PSO-Optimized Power Allocation in NOMA-QAM for Beyond 5G: A CFD and MFD Analysis
Subject Areas : Wireless Network
1 - IET Lucknow
Keywords: NOMA, MFD, CFD, PSO, 5G, NGN,
Abstract :
Cognitive Radio (CR) and NOMA are two techniques that are showing out to be the most promising in the current context for improving 5G spectrum usage. New gadgets, IOT and expanding wireless applications has created a tremendous demand of spectrum in the ISM groups. With CR allowing secondary users (SU) to determine and make use of idle spectrum components the FCC permits unlicensed users to use spectrum without any interference to primary users.
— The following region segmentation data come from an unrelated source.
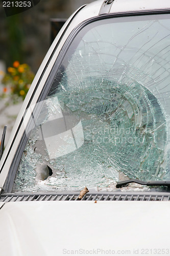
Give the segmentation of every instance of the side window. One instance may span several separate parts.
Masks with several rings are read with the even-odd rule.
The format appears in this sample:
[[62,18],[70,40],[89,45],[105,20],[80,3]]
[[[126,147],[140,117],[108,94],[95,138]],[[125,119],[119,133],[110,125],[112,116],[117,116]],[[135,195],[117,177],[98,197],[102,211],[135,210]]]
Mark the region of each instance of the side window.
[[114,189],[168,179],[170,22],[109,18],[70,44],[23,153],[14,191]]

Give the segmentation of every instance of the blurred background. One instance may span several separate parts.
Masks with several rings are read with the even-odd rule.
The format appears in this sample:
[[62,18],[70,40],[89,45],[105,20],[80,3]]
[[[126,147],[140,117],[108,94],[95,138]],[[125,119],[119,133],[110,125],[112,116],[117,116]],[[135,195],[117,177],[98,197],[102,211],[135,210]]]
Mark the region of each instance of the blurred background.
[[0,2],[0,141],[5,145],[34,75],[51,44],[52,18],[67,19],[94,0],[41,0],[33,8],[6,17]]

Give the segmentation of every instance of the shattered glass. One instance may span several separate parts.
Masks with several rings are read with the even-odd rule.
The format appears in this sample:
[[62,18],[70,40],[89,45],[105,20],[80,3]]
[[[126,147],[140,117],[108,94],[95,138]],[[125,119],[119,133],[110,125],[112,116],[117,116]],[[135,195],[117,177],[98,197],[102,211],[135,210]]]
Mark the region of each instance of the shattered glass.
[[14,191],[112,190],[122,177],[169,179],[169,18],[106,19],[79,32],[29,138]]

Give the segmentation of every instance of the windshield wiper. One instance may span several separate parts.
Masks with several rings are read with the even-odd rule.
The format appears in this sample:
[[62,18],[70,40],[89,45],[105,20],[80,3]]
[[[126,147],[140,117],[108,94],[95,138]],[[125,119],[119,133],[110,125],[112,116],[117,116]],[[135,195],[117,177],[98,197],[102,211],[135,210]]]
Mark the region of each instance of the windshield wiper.
[[116,184],[116,187],[122,187],[127,186],[128,184],[134,182],[140,185],[145,185],[147,186],[166,186],[170,187],[170,181],[142,181],[136,179],[131,179],[124,181],[118,181]]

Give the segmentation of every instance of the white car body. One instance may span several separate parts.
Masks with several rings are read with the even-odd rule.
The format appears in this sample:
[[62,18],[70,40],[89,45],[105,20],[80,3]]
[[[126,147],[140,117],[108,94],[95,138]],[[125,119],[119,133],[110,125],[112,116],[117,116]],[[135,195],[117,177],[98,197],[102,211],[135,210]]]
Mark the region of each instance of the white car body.
[[[133,194],[126,190],[108,193],[108,196],[96,193],[98,197],[93,193],[91,197],[93,200],[81,201],[72,201],[71,196],[67,199],[64,193],[58,198],[57,193],[57,200],[53,193],[38,193],[32,202],[31,193],[18,193],[15,196],[4,193],[10,167],[31,116],[31,112],[26,111],[27,106],[36,105],[70,33],[85,20],[98,16],[104,2],[98,0],[81,8],[68,19],[45,57],[17,117],[0,162],[2,256],[170,255],[168,192],[142,192],[140,195],[137,189]],[[108,5],[109,14],[113,15],[170,12],[168,0],[114,0]],[[103,10],[101,16],[105,15],[104,8]],[[78,194],[75,195],[77,197]],[[42,199],[39,199],[39,196]],[[139,197],[142,202],[138,201]],[[63,198],[65,201],[60,202]],[[126,201],[127,198],[129,201]]]

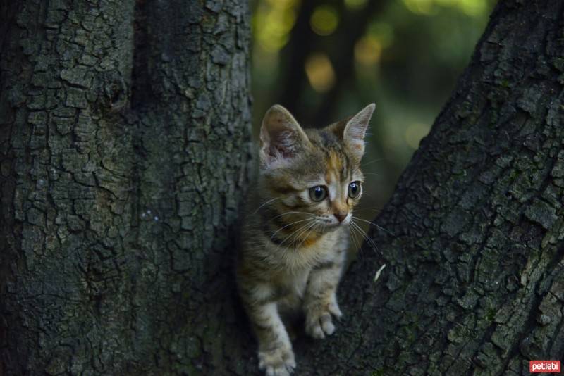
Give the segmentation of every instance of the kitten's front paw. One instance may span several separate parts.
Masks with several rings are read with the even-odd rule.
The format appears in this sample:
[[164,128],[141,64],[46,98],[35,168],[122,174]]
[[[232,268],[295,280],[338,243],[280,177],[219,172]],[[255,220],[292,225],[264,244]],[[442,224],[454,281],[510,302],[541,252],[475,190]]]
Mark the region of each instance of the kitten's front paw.
[[265,371],[266,376],[289,376],[295,368],[294,353],[289,346],[259,351],[259,368]]
[[341,312],[336,301],[332,301],[324,306],[314,306],[309,310],[305,317],[305,332],[317,339],[325,338],[335,332],[331,315],[341,318]]

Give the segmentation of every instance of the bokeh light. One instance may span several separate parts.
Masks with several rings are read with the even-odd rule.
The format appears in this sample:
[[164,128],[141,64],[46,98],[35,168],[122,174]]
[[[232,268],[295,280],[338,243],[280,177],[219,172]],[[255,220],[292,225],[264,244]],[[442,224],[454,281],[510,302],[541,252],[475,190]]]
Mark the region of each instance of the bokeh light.
[[316,92],[324,93],[335,83],[335,71],[327,55],[315,53],[305,61],[307,80]]
[[313,11],[311,19],[312,30],[319,35],[332,34],[339,24],[339,14],[331,5],[318,6]]

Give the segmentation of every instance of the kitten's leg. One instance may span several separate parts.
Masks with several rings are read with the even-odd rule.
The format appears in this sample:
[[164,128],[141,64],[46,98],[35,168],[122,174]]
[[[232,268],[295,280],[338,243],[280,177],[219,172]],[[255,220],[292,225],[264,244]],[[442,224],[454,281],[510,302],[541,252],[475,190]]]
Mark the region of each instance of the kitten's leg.
[[267,376],[287,376],[295,368],[292,344],[278,312],[274,289],[255,286],[241,292],[247,314],[259,341],[259,368]]
[[324,262],[309,273],[304,299],[305,332],[314,338],[325,338],[335,332],[331,315],[341,318],[337,303],[337,284],[345,261],[341,251],[333,260]]

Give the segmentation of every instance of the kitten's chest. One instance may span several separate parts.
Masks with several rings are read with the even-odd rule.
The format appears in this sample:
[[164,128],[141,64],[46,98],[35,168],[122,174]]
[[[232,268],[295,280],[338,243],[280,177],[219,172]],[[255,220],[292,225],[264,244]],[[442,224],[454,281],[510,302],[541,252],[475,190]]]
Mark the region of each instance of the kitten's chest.
[[283,256],[286,270],[293,273],[307,274],[317,265],[332,260],[338,252],[346,249],[345,235],[345,232],[338,230],[326,234],[315,242],[288,250]]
To address spectrum scarcity, Cognitive Radio (CR) techniques have been developed. However, the lack of standardization has led to numerous variations of CR algorithms. Through this paper we aim to offer a thorough summary of CR techniques, including recent and emerging methods. Unlike traditional methods that limit spectrum use when it's idle, recent NOMA advancements enhance spectrum efficiency. Our research suggests a method that utilizes Particle Swarm Optimization (PSO) to enhance the detection probability of Cyclostationary Feature (CFD) and Match Filter Detection. Also we have optimized power allocation for NOMA users using PSO algorithm. Iterative simulation and optimization is carried out for various Pfa values, and findings are presented to demonstrate the relationship between Pd and Pf. Based upon the results of the simulations the optimization of CFD technique has a shorter sensing time and achieves detection at the lowest SNR possible for a fixed threshold configuration.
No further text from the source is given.